How MSAN Superintendents Help Close Gaps

June 21, 2016

From the article:

All of the superintendents valued MSAN for its ability to bring together colleagues and their students from across the country to share ideas and stimulate each other’s thinking about how to address the persistent gaps that dog public education. They attribute many of their good ideas to stimulation that came from MSAN meetings, but no one believed that MSAN provided specific tactics to be implemented. Instead, sharing successes and setbacks and learning from peers, superintendents tended to focus on the principles undergirding shared initiatives rather than trying to replicate particular recipes or procedures. This approach led to innovations adapted and tailored to their specific school districts.

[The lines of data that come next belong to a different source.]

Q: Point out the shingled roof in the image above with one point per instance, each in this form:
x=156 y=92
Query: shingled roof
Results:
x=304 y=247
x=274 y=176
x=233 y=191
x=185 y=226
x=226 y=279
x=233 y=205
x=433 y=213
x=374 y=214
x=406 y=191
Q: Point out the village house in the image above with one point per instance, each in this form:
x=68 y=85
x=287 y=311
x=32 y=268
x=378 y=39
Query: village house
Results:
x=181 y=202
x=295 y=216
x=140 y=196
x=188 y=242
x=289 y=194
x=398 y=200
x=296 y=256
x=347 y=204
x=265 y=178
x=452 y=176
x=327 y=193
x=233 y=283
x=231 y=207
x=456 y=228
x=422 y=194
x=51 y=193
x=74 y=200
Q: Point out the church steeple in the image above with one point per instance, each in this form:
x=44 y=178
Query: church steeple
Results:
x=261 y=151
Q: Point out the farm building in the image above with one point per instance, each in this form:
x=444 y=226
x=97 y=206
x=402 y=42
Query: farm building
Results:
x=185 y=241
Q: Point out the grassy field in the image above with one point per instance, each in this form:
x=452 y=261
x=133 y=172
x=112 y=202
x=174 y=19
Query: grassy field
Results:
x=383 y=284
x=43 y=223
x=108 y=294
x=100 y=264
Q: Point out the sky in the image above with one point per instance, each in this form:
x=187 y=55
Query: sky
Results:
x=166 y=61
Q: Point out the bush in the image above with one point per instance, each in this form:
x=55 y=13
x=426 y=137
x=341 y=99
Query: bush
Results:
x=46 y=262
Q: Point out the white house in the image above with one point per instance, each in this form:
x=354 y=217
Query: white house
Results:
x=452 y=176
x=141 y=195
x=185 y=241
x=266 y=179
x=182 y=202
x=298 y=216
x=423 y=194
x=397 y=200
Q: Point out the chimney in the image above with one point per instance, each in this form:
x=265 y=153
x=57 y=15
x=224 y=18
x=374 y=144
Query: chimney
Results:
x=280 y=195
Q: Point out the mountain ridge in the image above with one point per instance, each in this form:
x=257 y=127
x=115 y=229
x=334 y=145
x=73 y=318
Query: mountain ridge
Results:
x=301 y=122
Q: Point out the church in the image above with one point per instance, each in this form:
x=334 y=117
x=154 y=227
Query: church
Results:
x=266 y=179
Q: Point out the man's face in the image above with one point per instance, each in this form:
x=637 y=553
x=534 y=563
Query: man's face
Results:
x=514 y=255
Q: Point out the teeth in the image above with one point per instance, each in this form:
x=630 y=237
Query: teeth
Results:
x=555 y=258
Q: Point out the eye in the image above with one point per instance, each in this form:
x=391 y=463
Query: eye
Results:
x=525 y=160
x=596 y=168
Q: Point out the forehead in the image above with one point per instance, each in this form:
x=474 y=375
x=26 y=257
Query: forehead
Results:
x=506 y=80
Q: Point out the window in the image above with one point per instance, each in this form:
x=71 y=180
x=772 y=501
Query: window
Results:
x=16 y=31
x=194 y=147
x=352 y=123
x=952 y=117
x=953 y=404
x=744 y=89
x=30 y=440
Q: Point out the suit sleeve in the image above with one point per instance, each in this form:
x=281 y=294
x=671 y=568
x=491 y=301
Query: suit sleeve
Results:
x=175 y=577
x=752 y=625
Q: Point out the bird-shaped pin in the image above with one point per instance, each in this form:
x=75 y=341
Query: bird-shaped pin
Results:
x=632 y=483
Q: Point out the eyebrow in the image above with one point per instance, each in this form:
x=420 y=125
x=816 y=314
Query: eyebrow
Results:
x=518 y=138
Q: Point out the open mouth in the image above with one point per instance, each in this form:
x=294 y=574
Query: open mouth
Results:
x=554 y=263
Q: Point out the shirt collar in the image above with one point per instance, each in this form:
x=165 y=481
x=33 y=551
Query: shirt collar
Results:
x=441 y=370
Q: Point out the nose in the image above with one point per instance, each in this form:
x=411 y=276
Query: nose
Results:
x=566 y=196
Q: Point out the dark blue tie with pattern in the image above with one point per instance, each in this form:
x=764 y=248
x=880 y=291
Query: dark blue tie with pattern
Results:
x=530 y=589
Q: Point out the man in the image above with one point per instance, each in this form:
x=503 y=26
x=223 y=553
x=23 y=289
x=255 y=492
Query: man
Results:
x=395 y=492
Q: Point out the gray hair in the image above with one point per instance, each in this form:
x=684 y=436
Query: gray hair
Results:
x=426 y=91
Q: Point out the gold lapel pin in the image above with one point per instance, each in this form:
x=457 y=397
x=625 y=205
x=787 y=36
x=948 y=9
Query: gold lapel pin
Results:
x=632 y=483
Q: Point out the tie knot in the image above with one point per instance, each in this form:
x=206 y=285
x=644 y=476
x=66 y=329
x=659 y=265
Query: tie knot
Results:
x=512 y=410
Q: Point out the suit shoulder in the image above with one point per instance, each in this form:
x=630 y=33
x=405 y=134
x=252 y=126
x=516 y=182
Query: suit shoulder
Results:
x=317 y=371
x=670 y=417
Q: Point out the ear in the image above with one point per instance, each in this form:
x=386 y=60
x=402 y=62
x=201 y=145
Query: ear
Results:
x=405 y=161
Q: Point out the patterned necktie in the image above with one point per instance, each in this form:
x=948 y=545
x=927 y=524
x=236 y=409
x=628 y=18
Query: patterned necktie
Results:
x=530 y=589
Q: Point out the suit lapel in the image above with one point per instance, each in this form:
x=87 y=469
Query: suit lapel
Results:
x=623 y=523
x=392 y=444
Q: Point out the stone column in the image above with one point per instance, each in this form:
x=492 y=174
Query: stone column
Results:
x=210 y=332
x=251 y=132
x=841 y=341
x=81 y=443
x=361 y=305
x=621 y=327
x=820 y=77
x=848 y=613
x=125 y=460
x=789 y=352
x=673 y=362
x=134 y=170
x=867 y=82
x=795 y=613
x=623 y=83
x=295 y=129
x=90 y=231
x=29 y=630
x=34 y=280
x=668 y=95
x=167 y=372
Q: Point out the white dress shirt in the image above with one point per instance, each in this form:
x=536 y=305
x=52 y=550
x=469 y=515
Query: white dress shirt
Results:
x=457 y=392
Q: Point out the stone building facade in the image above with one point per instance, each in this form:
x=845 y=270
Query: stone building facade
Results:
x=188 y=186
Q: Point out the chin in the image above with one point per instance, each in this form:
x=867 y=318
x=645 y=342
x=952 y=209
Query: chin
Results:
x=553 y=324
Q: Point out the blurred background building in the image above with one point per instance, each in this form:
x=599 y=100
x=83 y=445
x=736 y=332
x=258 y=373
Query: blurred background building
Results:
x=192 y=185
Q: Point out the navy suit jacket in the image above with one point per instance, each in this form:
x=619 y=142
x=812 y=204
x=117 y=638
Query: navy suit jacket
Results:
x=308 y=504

The common experiences of these superintendents highlight central challenges of the job for those who seek to have schools and school systems live up to their equalization potential in US society. The superintendents continually balanced competing demands on resources, shifting politics, and the need to demonstrate progress so that they could remain in their posts long enough to see the effects of their carefully crafted changes and programs. Not all of them stayed more than four or five years, but those who did were able to demonstrate important transformations in their school districts that were making a difference for students long marginalized in their systems. Their examples point to two important factors that are uncommon in public school districts today: 1) longevity in the superintendent role supports long-term improvement, and 2) meaningful reform is multi-faceted, requiring strategy, time, and resources to take hold.